Imposing service charge on food and drinks at hotels is an unfair trade practice and consumers need not pay it, Consumer Affairs Minister Ram Vilas Paswan said on Wednesday.
Although there is no provision under the existing law to take action against hotels/restaurants, consumers have the freedom not to pay the service charge and can decide not to eat there if they are informed in advance about it through the menu card itself.
Paswan also mentioned that in future such cases would be addressed effectively as a provision has been made in the new Consumer Protection Bill to set up a regulator CCPA. The bill is likely to see the passage in the forthcoming budget session of Parliament.

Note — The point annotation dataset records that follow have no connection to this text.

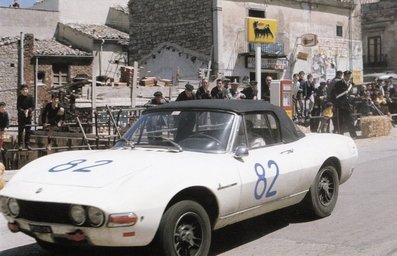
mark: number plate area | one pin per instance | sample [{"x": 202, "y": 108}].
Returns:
[{"x": 40, "y": 229}]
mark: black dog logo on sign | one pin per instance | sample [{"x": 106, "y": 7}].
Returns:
[{"x": 264, "y": 32}]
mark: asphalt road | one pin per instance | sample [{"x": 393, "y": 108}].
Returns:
[{"x": 362, "y": 224}]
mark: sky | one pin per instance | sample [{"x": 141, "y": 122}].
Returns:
[{"x": 22, "y": 3}]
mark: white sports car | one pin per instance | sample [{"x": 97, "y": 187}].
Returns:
[{"x": 182, "y": 170}]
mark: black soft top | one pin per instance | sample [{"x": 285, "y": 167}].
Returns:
[{"x": 288, "y": 129}]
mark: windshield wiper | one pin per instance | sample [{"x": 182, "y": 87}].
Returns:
[{"x": 176, "y": 145}]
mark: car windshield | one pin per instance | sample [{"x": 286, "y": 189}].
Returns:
[{"x": 203, "y": 131}]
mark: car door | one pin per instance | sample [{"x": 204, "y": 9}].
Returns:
[{"x": 271, "y": 171}]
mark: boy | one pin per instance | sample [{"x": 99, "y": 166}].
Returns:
[
  {"x": 53, "y": 116},
  {"x": 25, "y": 107},
  {"x": 4, "y": 123},
  {"x": 327, "y": 116}
]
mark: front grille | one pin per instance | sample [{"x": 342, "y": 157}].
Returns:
[{"x": 44, "y": 212}]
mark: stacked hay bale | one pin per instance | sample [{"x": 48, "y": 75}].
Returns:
[{"x": 374, "y": 126}]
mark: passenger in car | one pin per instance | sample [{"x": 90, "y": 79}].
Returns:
[{"x": 254, "y": 139}]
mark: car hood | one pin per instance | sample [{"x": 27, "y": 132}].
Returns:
[{"x": 93, "y": 168}]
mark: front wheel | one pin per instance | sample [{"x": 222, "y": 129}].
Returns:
[
  {"x": 324, "y": 191},
  {"x": 185, "y": 230}
]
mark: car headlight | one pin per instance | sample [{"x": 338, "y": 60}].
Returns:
[
  {"x": 3, "y": 205},
  {"x": 13, "y": 207},
  {"x": 78, "y": 215},
  {"x": 96, "y": 217}
]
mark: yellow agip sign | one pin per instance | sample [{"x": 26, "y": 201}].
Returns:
[{"x": 261, "y": 30}]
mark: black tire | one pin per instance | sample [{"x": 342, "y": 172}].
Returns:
[
  {"x": 324, "y": 192},
  {"x": 185, "y": 230}
]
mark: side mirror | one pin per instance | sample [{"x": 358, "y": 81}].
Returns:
[{"x": 241, "y": 151}]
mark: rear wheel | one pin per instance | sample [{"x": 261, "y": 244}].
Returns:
[
  {"x": 185, "y": 230},
  {"x": 324, "y": 191}
]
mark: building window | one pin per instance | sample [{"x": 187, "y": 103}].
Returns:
[
  {"x": 339, "y": 31},
  {"x": 40, "y": 77},
  {"x": 374, "y": 49},
  {"x": 60, "y": 75},
  {"x": 256, "y": 13}
]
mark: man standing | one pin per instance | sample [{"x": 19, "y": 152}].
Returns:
[
  {"x": 330, "y": 87},
  {"x": 251, "y": 92},
  {"x": 157, "y": 99},
  {"x": 233, "y": 92},
  {"x": 343, "y": 109},
  {"x": 265, "y": 89},
  {"x": 203, "y": 92},
  {"x": 53, "y": 116},
  {"x": 219, "y": 92},
  {"x": 187, "y": 94},
  {"x": 25, "y": 107}
]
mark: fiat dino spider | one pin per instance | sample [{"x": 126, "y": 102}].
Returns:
[{"x": 181, "y": 171}]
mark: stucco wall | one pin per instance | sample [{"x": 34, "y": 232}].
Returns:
[
  {"x": 94, "y": 12},
  {"x": 13, "y": 21},
  {"x": 380, "y": 19},
  {"x": 9, "y": 75},
  {"x": 294, "y": 21},
  {"x": 185, "y": 22},
  {"x": 118, "y": 19}
]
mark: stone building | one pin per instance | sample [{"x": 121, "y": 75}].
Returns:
[
  {"x": 77, "y": 49},
  {"x": 216, "y": 30},
  {"x": 379, "y": 33},
  {"x": 106, "y": 44},
  {"x": 52, "y": 63}
]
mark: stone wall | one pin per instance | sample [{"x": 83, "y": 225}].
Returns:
[
  {"x": 190, "y": 25},
  {"x": 9, "y": 74},
  {"x": 17, "y": 20}
]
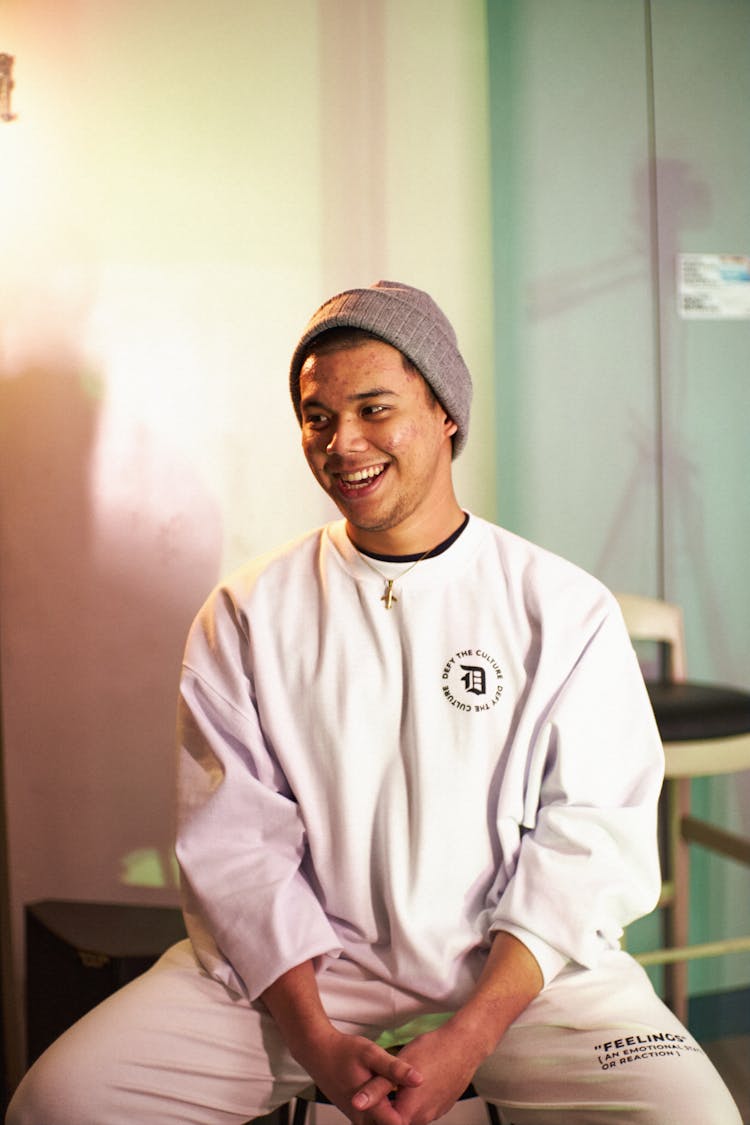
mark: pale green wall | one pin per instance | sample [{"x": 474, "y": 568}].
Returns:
[{"x": 602, "y": 390}]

Addressing the media on this issue, Paswan said: “Our Department’s view is that imposing service charge is an unfair trade practice and consumers need not pay.”
There is no definition of ‘service charge’ in law but taking service charge without discretion of consumers is an “unfair trade practice”, he said.

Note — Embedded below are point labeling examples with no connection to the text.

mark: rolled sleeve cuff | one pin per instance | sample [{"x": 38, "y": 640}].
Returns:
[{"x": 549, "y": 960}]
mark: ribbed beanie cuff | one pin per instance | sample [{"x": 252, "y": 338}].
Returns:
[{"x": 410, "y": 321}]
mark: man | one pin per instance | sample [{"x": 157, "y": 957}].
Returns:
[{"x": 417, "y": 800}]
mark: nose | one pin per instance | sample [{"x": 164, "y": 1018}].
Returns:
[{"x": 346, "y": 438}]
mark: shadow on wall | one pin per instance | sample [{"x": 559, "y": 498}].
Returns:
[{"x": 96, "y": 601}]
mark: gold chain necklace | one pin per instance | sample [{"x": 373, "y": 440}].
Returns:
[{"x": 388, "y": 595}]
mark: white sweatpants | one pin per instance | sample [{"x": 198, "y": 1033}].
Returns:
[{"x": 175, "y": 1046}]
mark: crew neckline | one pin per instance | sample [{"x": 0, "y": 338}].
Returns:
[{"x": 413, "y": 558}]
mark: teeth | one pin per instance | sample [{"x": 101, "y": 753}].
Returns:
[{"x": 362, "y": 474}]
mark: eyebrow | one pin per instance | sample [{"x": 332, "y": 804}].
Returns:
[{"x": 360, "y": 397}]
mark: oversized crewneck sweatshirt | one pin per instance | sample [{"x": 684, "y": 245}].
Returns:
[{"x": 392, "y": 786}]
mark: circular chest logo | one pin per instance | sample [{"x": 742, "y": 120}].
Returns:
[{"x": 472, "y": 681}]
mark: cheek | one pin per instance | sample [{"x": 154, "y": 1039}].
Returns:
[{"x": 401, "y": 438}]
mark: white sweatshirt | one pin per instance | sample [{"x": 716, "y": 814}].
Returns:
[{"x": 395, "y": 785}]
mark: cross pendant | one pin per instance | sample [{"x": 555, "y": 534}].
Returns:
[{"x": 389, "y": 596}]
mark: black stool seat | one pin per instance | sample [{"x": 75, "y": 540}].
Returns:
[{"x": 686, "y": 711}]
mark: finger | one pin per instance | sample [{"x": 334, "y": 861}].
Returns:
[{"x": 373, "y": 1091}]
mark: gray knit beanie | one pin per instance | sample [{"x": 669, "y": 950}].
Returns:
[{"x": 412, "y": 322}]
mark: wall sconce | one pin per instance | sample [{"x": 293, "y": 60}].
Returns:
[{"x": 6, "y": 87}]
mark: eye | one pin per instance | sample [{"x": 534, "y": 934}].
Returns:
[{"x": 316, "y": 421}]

Paswan also said that consumers should be informed about service charge in the menu card itself and not in the bill. “The price list in the menu card should reflect all inclusive costs including service charge,” he said.
He also argued that there is no need to take service charge from consumers as price of each food item quoted in the menu card is arrived at after factoring in all expenses.
“In fact, hotels and restaurants should not charge even room service charge additionally,” Paswan said.
Paswan said there is no transparency on whether service charge collected from consumers is transfered to waiters.
“Ideally, the service charge should be given to poor waiters. There is no transparency at present,” he added. Consumers, he said, should be informed about service charge upfront in the menu card and later in the bill in bold size. Asked what action is being taken against hotels/ restaurants to curb the unfair trade practice, Consumer Affairs Secretary Hem Pande said, “They also know that they are doing wrong. We had a meeting with them yesterday. We told them to come up with suggestions to address the problem.”
Meanwhile, state governments have been asked to ensure that while issuing licenses for setting up of new hotels/ restaurants, such unfair trade practice is not followed.
Pande said the government cannot take stringent action at present as the Consumer Affairs Ministry does not have sufficient powers.
“Such cases will be effectively addressed by Central Consumer Protection Authority (CCPA) which will be set up after the new Consumer Protection bill gets passed in Parliament,” he said. CCPA will have powers to take suo mottu action on such cases, he added.
Till the CCPA comes into place, the government is creating an awareness among consumers on the issue.
“A well informed consumer is a king. If they unite and take action, such unfair trade practice will not take place,” Pande said, urging consumers to exercise their right.